The highest steady fields require magnets wound from superconducting wire. Superconducting niobium-titanium (NbTi) wire was developed with significant U.S. government investment and is now used in tens of thousands of magnets worldwide, especially in ubiquitous clinical magnetic resonance imaging (MRI) machines. In 1986, high-temperature superconductors were discovered, which promised operation at temperatures approaching that of liquid nitrogen and fields measuring 10 times that of the current technology. Nearly 40 years later, this subject has matured to the level that much more capable and higher-field technologies are, in principle, available. To move these developments from the laboratory to commercialization at scale will require further investment and oversight that shepherds the research of a variety of wire technologies to ensure that all promising technical paths are explored. The impact of developing high-temperature superconducting
wires and magnets will be manifold in fusion science, in advanced MRI, in materials science and pharmacology, and in accelerator-based fundamental physics. It is hard to see how progress can be made in some of these areas without major efforts in the development of high-temperature superconducting wires and magnets. A leading set of recommendations from this report will be that multiple agencies should collaborate to invest in next-generation superconducting wires and magnets, because a collective effort advances all their programs. A concerted effort from multiple agencies will bring both scientific and commercial advantages for the United States. Without higher magnetic fields, we will not have compact fusion devices, next-generation MRI, high-field nuclear magnetic resonance (NMR), or the muon collider.1
NMR is one of the key experimental tools for chemistry, materials science, biology, and medicine, generating information about atoms and molecules which cannot be obtained by other means. Low-field instruments are ubiquitous but gains in precision rise rapidly with increasing field frequency (particularly beyond the natural proton frequency of 1 GHz). The United States has fallen far behind its international competitors in making such instruments available to the science community. Very few are available in the United States compared to Europe, as is discussed in Chapter 8 (Figure 8-1). This report recommends significant investment in high-field commercially manufactured instruments, as well as mechanisms for access to facilities that align with those used at other national science facilities: competitively peer-reviewed proposals and no-cost at point of access. If nothing is done, capability and expertise will be further lost in the United States.
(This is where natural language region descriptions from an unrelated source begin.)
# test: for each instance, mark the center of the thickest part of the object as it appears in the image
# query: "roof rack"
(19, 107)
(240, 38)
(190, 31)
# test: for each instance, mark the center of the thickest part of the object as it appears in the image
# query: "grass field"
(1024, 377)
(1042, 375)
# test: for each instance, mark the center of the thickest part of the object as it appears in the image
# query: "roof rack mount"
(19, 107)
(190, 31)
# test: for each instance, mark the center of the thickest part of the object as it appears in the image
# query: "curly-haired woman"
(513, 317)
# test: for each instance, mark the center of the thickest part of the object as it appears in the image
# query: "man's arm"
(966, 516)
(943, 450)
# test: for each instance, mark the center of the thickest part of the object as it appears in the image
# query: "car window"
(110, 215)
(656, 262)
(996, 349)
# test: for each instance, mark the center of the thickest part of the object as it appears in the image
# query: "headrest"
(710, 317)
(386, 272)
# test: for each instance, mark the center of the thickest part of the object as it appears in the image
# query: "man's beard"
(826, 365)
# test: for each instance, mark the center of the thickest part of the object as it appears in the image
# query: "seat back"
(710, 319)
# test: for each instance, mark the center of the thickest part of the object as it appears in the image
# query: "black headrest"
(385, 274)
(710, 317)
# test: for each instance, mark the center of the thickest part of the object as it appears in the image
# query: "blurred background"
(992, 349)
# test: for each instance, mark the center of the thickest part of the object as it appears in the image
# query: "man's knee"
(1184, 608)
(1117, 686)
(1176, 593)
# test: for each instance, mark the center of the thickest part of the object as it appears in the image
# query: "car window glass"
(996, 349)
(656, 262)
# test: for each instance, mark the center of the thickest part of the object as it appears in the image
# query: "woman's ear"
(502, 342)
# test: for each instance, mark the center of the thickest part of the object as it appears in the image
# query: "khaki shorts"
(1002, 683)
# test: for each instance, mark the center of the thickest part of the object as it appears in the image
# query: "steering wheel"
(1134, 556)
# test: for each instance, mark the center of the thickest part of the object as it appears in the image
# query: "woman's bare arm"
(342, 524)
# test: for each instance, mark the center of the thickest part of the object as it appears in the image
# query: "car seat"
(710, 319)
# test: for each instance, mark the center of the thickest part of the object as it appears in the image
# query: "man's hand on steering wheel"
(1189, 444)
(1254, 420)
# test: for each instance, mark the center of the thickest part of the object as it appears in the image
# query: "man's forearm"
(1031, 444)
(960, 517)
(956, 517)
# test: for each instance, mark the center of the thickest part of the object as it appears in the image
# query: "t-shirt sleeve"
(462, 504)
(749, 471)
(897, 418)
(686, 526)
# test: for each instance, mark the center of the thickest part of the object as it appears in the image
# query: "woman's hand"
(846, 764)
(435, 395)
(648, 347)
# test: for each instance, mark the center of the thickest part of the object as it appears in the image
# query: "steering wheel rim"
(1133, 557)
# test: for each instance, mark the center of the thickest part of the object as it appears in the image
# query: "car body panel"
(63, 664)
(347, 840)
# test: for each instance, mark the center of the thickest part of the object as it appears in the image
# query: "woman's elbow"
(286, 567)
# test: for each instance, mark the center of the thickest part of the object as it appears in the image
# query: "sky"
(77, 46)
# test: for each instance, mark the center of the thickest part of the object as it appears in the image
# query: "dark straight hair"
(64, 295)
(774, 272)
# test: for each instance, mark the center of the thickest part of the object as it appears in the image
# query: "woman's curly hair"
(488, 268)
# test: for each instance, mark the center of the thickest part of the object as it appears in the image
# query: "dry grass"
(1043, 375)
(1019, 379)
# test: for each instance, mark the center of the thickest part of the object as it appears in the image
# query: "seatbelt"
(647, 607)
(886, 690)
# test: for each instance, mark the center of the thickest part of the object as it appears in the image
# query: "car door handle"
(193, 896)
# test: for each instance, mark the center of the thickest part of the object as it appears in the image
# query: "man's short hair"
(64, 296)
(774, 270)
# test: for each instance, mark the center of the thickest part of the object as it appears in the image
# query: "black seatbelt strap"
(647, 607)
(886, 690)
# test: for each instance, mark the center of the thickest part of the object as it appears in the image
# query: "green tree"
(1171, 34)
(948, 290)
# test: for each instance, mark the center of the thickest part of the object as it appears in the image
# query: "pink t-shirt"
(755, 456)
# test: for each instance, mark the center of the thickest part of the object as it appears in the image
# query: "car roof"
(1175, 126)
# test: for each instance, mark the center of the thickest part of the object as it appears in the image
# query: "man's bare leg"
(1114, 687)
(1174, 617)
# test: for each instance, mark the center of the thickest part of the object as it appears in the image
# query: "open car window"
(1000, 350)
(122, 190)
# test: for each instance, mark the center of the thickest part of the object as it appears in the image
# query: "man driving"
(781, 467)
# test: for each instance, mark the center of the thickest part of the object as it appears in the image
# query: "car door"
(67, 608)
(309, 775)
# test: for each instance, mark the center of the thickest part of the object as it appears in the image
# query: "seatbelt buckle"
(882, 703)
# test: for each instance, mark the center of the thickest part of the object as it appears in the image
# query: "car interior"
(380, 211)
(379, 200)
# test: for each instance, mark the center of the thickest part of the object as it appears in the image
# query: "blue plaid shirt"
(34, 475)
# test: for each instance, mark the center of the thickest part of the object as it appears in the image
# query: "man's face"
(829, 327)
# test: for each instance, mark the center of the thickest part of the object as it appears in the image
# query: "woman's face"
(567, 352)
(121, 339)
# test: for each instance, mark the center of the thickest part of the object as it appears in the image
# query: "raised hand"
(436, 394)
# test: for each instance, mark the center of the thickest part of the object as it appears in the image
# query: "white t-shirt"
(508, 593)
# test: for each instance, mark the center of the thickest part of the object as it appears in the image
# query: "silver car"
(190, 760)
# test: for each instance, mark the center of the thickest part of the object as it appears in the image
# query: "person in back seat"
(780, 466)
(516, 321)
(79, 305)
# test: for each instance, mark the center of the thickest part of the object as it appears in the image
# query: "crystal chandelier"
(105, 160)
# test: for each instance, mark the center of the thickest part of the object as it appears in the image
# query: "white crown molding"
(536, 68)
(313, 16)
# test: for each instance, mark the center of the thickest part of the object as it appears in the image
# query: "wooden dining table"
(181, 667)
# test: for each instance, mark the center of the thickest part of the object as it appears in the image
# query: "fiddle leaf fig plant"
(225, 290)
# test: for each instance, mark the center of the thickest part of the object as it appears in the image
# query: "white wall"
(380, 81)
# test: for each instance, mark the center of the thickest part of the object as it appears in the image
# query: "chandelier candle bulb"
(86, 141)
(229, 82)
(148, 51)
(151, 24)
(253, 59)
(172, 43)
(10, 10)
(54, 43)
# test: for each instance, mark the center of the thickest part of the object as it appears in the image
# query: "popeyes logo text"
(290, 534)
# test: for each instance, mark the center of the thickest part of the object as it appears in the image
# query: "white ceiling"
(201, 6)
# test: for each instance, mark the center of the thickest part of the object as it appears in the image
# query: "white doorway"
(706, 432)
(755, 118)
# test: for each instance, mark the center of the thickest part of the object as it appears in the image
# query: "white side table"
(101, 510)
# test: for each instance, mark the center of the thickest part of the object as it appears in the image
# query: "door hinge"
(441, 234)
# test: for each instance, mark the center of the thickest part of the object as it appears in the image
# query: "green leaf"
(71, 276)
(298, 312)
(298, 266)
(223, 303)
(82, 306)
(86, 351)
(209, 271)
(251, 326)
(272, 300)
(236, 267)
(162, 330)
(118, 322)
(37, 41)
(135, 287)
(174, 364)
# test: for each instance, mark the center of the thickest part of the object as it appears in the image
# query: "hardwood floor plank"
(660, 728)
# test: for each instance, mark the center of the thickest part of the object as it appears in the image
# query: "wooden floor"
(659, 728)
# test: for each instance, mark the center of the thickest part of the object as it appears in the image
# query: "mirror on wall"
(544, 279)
The United States has led the world in access to the highest (steady and long-pulsed) fields for science at the National High Magnetic Field Laboratory (NHMFL), which supports a large user community that continues to generate ground-breaking science. Over the past decade, provision of similar facilities in Europe, China, and Japan has grown, often following the U.S. model, with headline capabilities that now match that of the United States. Some benchmarks largest steady field and highest pulsed field have not shifted in a decade, despite not being limited by technology. While international competitors have caught up, the United States is not yet surpassed, but there are opportunities to produce new magnets based on existing technologies that will regain its lead, and there are strong science cases for pushing the boundaries.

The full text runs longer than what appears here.